At every measurement location in the domain, the respective phase pressures measured from the pressure sensors attached to that location were used in the Pc calculation for that location while Sw was also determined from the TDR reading at the location. For the domain level calculation, average Pc determined from Eq. (2) was used while the domain saturation was determined from water outflow reading on the electronic weighing balance. Most papers in the literature have used similar linear interpolation to determine the dynamic pressure difference at a specific saturation (e.g., [59].
3 Results and discussions
This paper is focussed on finding the influence of different factors which affect the Kr–Sw relationship under dynamic conditions. The work presented here is focussed especially on the effect of fluid viscosity and scale dependency for the two phase flow involving silicone oil and water for homogeneous porous domain.
3.1 Pc–Sw and ∂Sw/∂t − Sw relationships for different domain scales
To understand the behaviour of the system, we show the behaviour of the Pc–Sw curves and desaturation rate (∂Sw/∂t) under dynamic conditions at 10 kPa boundary pressure with 200 cSt silicone oil as the non-wetting phase (Fig. 3). It will be recalled that the 12 cm-high cell has three measurement points labelled as top, middle and bottom where all points are equally spaced around the domain geometry. Similarly, 8 cm-high cell has two measurement points labelled as top and bottom.
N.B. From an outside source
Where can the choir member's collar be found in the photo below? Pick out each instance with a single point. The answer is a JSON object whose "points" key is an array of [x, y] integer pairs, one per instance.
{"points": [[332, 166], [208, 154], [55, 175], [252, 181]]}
Figure 3 shows that the Pc–Sw curves are fairly similar at different depths of the domains except at the top of the domain of 12 cm high cell where the Pc–Sw profiles which is higher than at the other lower positions of the domain. Noticeable from the figure is that the final measured saturations obtained at different measurement points differ. Combinations of factors might be responsible for this. It could be attributed to the effect of pressure gradient across the height of the domain. As the distance from the injection point increases, influence of pressure drop increases. This seems to manifests in the decrease in ∂Sw/∂t values (absolute value) with increasing distance from the injection point (i.e. the lower the measurement point, the the lower the ∂Sw/∂t). This also leads to the Pc–Sw relationships terminating at different saturation points at different depths of each domain. While the Pc–Sw curves at the top of each domain attain lower final measured saturation, the profile at further depths away from the injection points terminate at higher final measured saturation values. This behaviour is shown in Fig. 3a and b for 12 and 8 cm high cells, respectively. The impact of pressure gradient becomes more conspicuous in ∂Sw/∂t at different depths of each domain as shown in Fig. 3c, d for the 12 and 8 cm high cells, respectively. Wide gap exists between the ∂Sw/∂t − Sw profile at the top of the domain compare to the other lower measurement points. In the 12 cm high cell, this trend continues at lower measurement points with ∂Sw/∂t − Sw curve remaining higher at the middle measurement positions than at the bottom position.
Also, the high viscosity of the silicone oil used in the work may be a contributing factor. However, the gap between the ∂Sw/∂t − Sw profiles at lower measurement positions (middle and bottom) is much lower compare to the gap existing between the ∂Sw/∂t − Sw profiles at the top of the domain and the middle measurement position. [59] earlier showed that the difference in Pc–Sw profiles at different averaging windows remains quite small while the difference in ∂Sw/∂t − Sw profiles at the different averaging windows appear considerable. This had been seen as the major contribution to the magnitude of the upscaled dynamic coefficient (τ). Hence, τ increases as the size of domain scale or averaging window increases [8, 59].
Similar behaviour was encountered in the Pc–Sw and ∂Sw/∂t − Sw profiles for the two-phase system with 1000 cSt silicone oil as the non-wetting phase. However, the aim of this work is to show the effects of fluid properties, domain scale and the dynamic flow conditions on the relative permeability.
4 Effects of viscosity ratio on relative permeability–saturation relationship
To determine the effects of viscosity ratio, experiments were performed using water and silicone oil with two differing viscosities (200 and 1000 cSt respectively). It corresponds to viscosity ratio of 200 and 1000 respectively if viscosity of water is taken as 1 cSt. The results are shown in Fig. 4.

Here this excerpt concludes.